Подождав несколько минут, Квазимодо обвел толпу взором отчаяния и повторил еще более раздирающим голосом:
— Пить!
И снова поднялся хохот.
— На вот, пососи-ка! — крикнул Робей Пуспен, бросая ему в лицо намоченную в луже тряпку. — Получай, противный глухарь! Я у тебя в долгу!
Какая-то женщина швырнула ему камнем в голову:
— Это отучит тебя будить нас по ночам твоим проклятым трезвоном!
— Ну-ка, сынок, — рычал паралитик, пытаясь достать его своим костылем, — будешь теперь наводить на нас порчу с башен собора Богоматери?
— Вот тебе чашка для питья! — крикнул какой-то человек, запуская ему в грудь разбитой кружкой. — Стоило тебе пройти мимо моей жены, когда она была брюхата, и она родила ребенка о двух головах!
— А моя кошка — котенка о шести лапках! — проверещала какая-то старуха, бросая в него черепком.
— Пить! — в третий раз, задыхаясь, повторил Квазимодо.
В эту минуту он увидел, что весь этот сброд отступил.
От толпы отделилась девушка в причудливом наряде. Ее сопровождала белая козочка с позолоченными рожками. В руках у девушки был бубен.

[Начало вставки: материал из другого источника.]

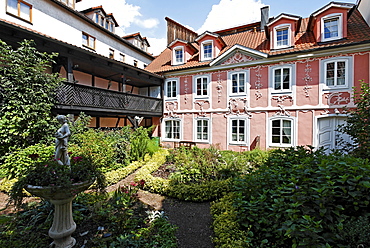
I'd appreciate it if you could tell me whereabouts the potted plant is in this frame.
[10,115,105,248]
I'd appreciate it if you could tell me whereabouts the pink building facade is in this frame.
[147,2,370,151]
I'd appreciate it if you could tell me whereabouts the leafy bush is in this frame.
[0,188,177,248]
[0,144,55,179]
[130,126,154,161]
[211,193,250,248]
[0,40,62,159]
[70,129,118,172]
[338,214,370,248]
[105,126,132,166]
[135,149,231,202]
[234,147,370,247]
[338,80,370,159]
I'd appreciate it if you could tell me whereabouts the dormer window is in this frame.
[202,41,213,60]
[276,27,289,47]
[173,47,184,65]
[274,25,291,49]
[321,14,343,42]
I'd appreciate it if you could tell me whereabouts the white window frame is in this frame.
[162,118,182,141]
[201,40,215,61]
[193,75,211,99]
[274,24,292,49]
[172,46,185,65]
[194,117,211,143]
[270,64,296,94]
[228,117,249,145]
[320,57,353,90]
[6,0,32,23]
[268,116,296,147]
[228,71,248,96]
[82,32,96,50]
[164,78,179,100]
[321,13,343,42]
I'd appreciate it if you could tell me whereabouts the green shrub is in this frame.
[0,40,62,158]
[135,149,231,201]
[0,144,55,179]
[211,193,250,248]
[130,127,151,161]
[105,126,132,166]
[338,80,370,159]
[234,147,370,247]
[338,214,370,248]
[70,129,119,172]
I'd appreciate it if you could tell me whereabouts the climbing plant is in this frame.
[0,40,61,158]
[338,80,370,158]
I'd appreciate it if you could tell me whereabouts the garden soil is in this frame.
[0,171,214,248]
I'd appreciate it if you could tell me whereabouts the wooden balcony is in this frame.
[55,82,163,117]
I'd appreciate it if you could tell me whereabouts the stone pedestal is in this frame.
[25,181,93,248]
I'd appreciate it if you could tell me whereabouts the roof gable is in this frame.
[210,44,268,66]
[195,31,225,47]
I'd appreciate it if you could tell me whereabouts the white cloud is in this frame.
[197,0,264,34]
[76,0,159,35]
[147,37,167,56]
[134,18,159,29]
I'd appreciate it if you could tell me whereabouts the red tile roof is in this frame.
[146,9,370,73]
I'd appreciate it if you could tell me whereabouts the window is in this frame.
[276,28,288,46]
[165,120,180,140]
[274,25,291,49]
[324,18,338,39]
[203,42,213,60]
[273,67,291,91]
[59,0,75,9]
[196,119,209,141]
[119,53,125,62]
[165,80,177,98]
[322,57,352,88]
[271,118,293,146]
[109,48,114,59]
[6,0,32,22]
[230,119,247,144]
[325,61,346,86]
[82,33,95,49]
[195,77,208,97]
[175,48,184,64]
[231,73,246,94]
[321,14,343,41]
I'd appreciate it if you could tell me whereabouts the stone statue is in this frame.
[54,115,71,166]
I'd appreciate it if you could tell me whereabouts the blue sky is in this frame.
[76,0,357,55]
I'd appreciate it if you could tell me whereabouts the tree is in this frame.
[0,40,62,158]
[338,80,370,158]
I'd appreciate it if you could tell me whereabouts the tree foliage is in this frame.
[338,80,370,158]
[0,40,61,157]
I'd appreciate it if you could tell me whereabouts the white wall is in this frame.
[0,0,152,69]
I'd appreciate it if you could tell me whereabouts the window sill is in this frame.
[82,45,95,52]
[6,12,33,25]
[271,90,293,95]
[322,86,349,91]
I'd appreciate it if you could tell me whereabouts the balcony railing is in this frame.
[56,82,163,116]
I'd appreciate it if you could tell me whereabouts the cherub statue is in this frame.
[54,115,71,166]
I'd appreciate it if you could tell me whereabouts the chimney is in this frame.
[261,6,270,31]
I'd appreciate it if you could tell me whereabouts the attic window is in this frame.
[202,41,213,60]
[274,25,291,49]
[172,46,184,65]
[321,14,343,42]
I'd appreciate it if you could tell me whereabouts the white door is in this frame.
[317,117,351,153]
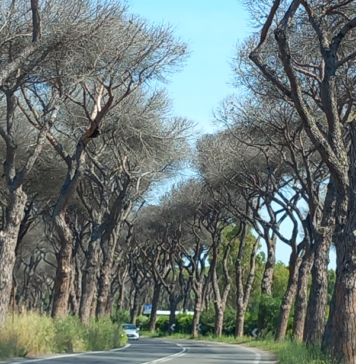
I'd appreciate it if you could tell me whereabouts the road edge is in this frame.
[142,340,188,364]
[0,343,131,364]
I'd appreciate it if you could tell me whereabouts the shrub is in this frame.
[0,313,127,359]
[86,317,127,351]
[175,313,193,334]
[156,316,169,332]
[0,312,55,357]
[111,310,131,324]
[54,316,87,353]
[136,315,150,330]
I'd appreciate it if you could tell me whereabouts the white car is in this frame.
[121,324,140,340]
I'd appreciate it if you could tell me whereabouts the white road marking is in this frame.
[9,344,131,364]
[142,341,187,364]
[195,341,262,364]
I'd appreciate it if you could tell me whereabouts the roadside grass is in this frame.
[0,312,127,360]
[141,331,336,364]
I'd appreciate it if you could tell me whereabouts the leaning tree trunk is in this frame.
[275,251,301,341]
[148,282,162,332]
[322,225,356,364]
[235,238,260,337]
[192,283,204,337]
[0,187,27,328]
[304,179,336,345]
[293,247,314,341]
[116,280,125,311]
[52,213,72,317]
[304,235,331,345]
[131,287,141,325]
[214,302,224,337]
[257,237,276,333]
[96,259,113,317]
[168,293,178,335]
[79,241,99,324]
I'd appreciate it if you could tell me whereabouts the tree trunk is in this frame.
[275,251,301,341]
[293,247,314,341]
[322,232,356,364]
[214,302,224,337]
[116,282,125,311]
[79,242,98,324]
[304,180,335,345]
[0,187,27,329]
[69,270,79,315]
[131,287,140,325]
[257,237,276,333]
[96,259,113,317]
[148,283,162,332]
[168,294,178,335]
[192,283,204,337]
[235,224,254,337]
[304,235,331,345]
[89,285,98,320]
[52,213,72,318]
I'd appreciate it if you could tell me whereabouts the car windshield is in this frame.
[122,324,136,330]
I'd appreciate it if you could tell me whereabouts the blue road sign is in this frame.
[144,305,152,311]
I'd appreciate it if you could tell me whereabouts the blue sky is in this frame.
[128,0,335,268]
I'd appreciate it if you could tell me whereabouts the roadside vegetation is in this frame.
[0,0,356,364]
[141,331,337,364]
[0,312,127,359]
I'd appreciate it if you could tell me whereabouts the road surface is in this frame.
[0,339,276,364]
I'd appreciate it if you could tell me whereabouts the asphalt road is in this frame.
[0,339,276,364]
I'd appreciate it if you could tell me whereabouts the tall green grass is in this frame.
[0,312,127,359]
[141,332,336,364]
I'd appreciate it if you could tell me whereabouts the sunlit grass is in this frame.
[0,312,127,359]
[141,332,335,364]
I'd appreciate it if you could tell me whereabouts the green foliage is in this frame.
[272,262,289,298]
[111,310,131,324]
[156,316,169,332]
[136,315,150,329]
[54,316,86,353]
[0,313,127,359]
[328,269,336,304]
[255,295,281,335]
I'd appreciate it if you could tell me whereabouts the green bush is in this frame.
[54,316,87,353]
[0,313,127,359]
[111,310,131,324]
[136,315,150,330]
[85,317,127,351]
[156,316,169,332]
[175,313,193,334]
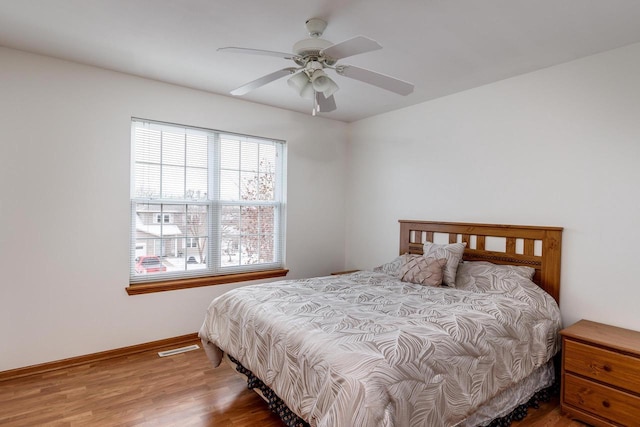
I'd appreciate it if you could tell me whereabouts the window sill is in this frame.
[126,269,289,295]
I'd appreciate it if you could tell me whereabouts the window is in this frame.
[130,119,285,285]
[156,214,171,224]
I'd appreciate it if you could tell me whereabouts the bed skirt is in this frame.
[224,354,560,427]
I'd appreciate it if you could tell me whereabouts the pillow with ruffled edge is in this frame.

Глаз Квазимодо засверкал. То была та самая цыганка, которую он прошлой ночью пытался похитить. За этот проступок, как он теперь смутно догадывался, он и нес наказание; это, впрочем, нисколько не соответствовало действительности, ибо он терпел кару лишь за то, что имел несчастие, будучи глухим, попасть к глухому судье. Он не сомневался, что девушка явилась сюда, чтобы отомстить ему и нанести свой удар, как и все другие.
И действительно, он увидел, что она быстро поднимается по лестнице. Гнев и досада душили его. Ему хотелось сокрушить позорный столб, и если бы молния, которую метнул его взгляд, обладала смертоносной силой, то, прежде чем цыганка достигла площадки, она была бы испепелена.
Она молча приблизилась к осужденному, тщетно извивавшемуся в своих путах, чтобы ускользнуть от нее, и, отстегнув от своего пояса флягу, осторожно поднесла ее к пересохшим губам несчастного.
И тогда этот сухой, воспаленный глаз увлажнился, и крупная слеза медленно покатилась по искаженному отчаянием, безобразному лицу. Быть может, то была первая слеза, которую этот злосчастный пролил в своей жизни.
Он, казалось, забыл, что хочет пить. В нетерпении цыганка сделала привычную гримаску и, улыбаясь, прижала флягу к зубастому рту Квазимодо.
Он пил большими глотками. Его жгла жажда.
Напившись, несчастный вытянул почерневшие губы, как бы желая поцеловать прекрасную руку, оказавшую ему такую милость. Но молодая девушка держалась настороже. Она, по-видимому, не забыла еще о грубом нападении на нее минувшей ночью и испуганно отдернула руку, словно ребенок, боящийся, что его укусит животное.
Квазимодо устремил на нее взгляд, полный упрека и невыразимой грусти.
Кого бы не тронуло зрелище красоты, свежести, невинности, очарования и хрупкости, пришедшей в порыве милосердия на помощь воплощению несчастия, уродства и злобы! У позорного же столба это зрелище было величественным.
Даже толпа была им захвачена и принялась рукоплескать, крича: «Слава! Слава!»
Именно в эту минуту затворница из оконца своей норы увидела на площадке позорного столба цыганку и крикнула ей свое зловещее:
— Будь ты проклята, цыганское отродье! Проклята! Проклята!
Глава 28
Эсмеральда побледнела и, пошатываясь, спустилась вниз. Голос затворницы продолжал ее преследовать:
— Слезай, слезай, египетская воровка! Все равно взойдешь обратно.
— Вретишница опять чудит, — бормотали в толпе, но ничего больше не добавляли. Такие женщины внушали страх, и это делало их неприкосновенными. В те времена остерегались нападать на тех, кто денно и нощно молился.
Наступило время освободить Квазимодо. Его увели, и толпа тотчас же разошлась.
У большого моста Майетта, возвращавшаяся домой со своими двумя спутницами, внезапно остановилась:
— Кстати, Эсташ, куда ты девал лепешку?
— Матушка, — ответил ребенок, — пока вы разговаривали с этой дамой, что сидит в норе, прибежала большая собака и откусила кусок моей лепешки, тогда и я откусил.
— Как, сударь! — воскликнула мать. — Вы съели всю лепешку?